3. Have Multiple Litter Boxes

The general rule of thumb is to have one more litter box than the number of cats in our home. So if you have two cats, you'd want three litter boxes. This helps reduce territorial issues and litter aversion behaviors that can lead to more kicking and mess. Place the boxes in different areas to give our cats plenty of options.

4. Clean Frequently

Scoop solid waste out of the litter boxes once or twice per day. Then, completely empty, wash with baking soda and unscented soap, and refresh with new litter weekly or bi-weekly. Cats prefer a fresh, clean litter environment and a dirty box will discourage proper usage. Automatic self-cleaning litter boxes are another convenient option to keep things tidy.

5. Use Litter Mats

Place large litter mats in front of the box entries to catch any litter that gets kicked out. Look for mats with a dual-layer design with a mesh top trap that traps the litter from cats' paws when they exit. We can simply shake out the mat frequently over the litter box to contain the mess.

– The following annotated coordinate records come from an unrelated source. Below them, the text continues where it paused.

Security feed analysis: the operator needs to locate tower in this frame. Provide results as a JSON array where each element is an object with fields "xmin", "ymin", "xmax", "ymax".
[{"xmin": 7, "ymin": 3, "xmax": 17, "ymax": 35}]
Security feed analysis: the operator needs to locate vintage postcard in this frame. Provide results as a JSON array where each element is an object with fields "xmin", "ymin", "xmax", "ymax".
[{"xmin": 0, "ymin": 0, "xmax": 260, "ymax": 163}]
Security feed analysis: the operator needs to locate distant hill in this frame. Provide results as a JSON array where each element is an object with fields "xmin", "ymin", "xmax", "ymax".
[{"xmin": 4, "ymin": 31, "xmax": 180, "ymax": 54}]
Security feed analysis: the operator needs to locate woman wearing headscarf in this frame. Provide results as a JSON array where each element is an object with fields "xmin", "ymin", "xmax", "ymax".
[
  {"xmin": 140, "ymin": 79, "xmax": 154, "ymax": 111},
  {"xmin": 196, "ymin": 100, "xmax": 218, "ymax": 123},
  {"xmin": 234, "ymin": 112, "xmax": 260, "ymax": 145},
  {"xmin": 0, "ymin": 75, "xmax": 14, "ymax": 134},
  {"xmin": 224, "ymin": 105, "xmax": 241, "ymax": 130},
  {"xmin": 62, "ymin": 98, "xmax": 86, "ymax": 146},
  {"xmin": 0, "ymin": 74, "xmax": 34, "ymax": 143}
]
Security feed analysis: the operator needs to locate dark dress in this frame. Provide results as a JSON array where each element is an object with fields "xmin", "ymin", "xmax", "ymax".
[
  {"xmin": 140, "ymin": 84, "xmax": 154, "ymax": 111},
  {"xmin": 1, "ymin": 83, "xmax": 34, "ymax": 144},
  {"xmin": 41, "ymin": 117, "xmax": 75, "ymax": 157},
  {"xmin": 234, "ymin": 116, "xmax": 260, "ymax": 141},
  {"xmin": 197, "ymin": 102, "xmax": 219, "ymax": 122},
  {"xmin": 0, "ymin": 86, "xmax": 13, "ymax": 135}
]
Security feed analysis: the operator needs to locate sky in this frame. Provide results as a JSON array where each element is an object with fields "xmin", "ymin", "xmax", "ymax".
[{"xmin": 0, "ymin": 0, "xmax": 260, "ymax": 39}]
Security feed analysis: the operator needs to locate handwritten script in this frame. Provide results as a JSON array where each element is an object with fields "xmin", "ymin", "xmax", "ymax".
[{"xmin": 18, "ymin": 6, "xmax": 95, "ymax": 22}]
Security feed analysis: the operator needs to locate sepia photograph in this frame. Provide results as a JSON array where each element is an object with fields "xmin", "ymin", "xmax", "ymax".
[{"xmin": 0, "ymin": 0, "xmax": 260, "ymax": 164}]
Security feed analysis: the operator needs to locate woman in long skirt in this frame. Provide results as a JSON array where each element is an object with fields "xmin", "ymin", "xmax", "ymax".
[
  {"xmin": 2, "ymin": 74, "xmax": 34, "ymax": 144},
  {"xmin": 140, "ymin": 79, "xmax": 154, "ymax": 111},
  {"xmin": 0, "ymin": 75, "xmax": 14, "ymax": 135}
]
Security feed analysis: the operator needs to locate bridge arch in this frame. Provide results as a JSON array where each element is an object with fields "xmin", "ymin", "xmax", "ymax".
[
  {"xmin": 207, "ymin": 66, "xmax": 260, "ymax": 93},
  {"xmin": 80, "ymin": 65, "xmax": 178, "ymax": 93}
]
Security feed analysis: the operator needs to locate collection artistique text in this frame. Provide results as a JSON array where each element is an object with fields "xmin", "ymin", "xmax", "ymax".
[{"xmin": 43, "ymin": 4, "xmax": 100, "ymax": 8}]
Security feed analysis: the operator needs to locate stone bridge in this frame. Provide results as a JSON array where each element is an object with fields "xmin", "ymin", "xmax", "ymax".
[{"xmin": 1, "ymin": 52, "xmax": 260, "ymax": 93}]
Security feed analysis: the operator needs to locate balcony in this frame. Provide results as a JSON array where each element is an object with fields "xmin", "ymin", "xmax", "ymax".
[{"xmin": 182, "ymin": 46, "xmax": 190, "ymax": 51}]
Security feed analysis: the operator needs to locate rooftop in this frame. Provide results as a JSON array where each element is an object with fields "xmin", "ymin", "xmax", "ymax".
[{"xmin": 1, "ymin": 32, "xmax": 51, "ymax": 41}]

Cat using a self-cleaning litter box

How to Select the Right Litter Box

Finding the ideal litter box setup is crucial for containing litter mess. The wrong type or size of box can actually contribute to more kicking and scattering of litter. Consider a cat's specific needs when choosing the right litter box.

1. High-Sided and Low Entry

For maximum litter containment, look for litter boxes with high sides that can contain a cat's vigorous digging and burying. However, you'll also want a lower entry point so the cat can easily step in and out, which becomes especially important as they get older. Boxes with top entry can be challenging for some cats to access.

2. Covered or Uncovered

Covered litter boxes have some advantages like containing odors and providing a sense of privacy for cats. But some cats can feel cramped in enclosed spaces, especially larger cats. An uncovered box allows better visibility and air flow which some cats prefer. Consider our cat's typical tendencies when choosing between a covered or uncovered box.

3. Ventilation and Visibility

If using a covered litter box, make sure it has ample ventilation holes or a design that prevents odor buildup. Cut-outs or a see-through side will also give cats better visibility so they don't feel trapped in an enclosed space. Feeling confined may lead to litter aversion and kick-outs.

The key is finding a litter box setup that accommodates the particular cat's preferences and needs. The right sized box with proper access can greatly minimize litter dispersal during their natural digging and burying routine. Be willing to experiment with different covered versus uncovered models to see what works best for our cat.

Accepting Litter Kicking as Natural Cat Behavior

Kicking litter out of the box is simply normal feline instinct that can be managed, not eliminated entirely. By providing an appropriately sized litter box, cleaning it frequently, and using litter mats, we can minimize the mess while allowing our cat to fulfill their natural need to dig and bury. If excessive kicking persists or there are any other changes, consult the vet to rule out medical issues. With some simple adjustments, we can coexist peacefully with our cat's litter habits.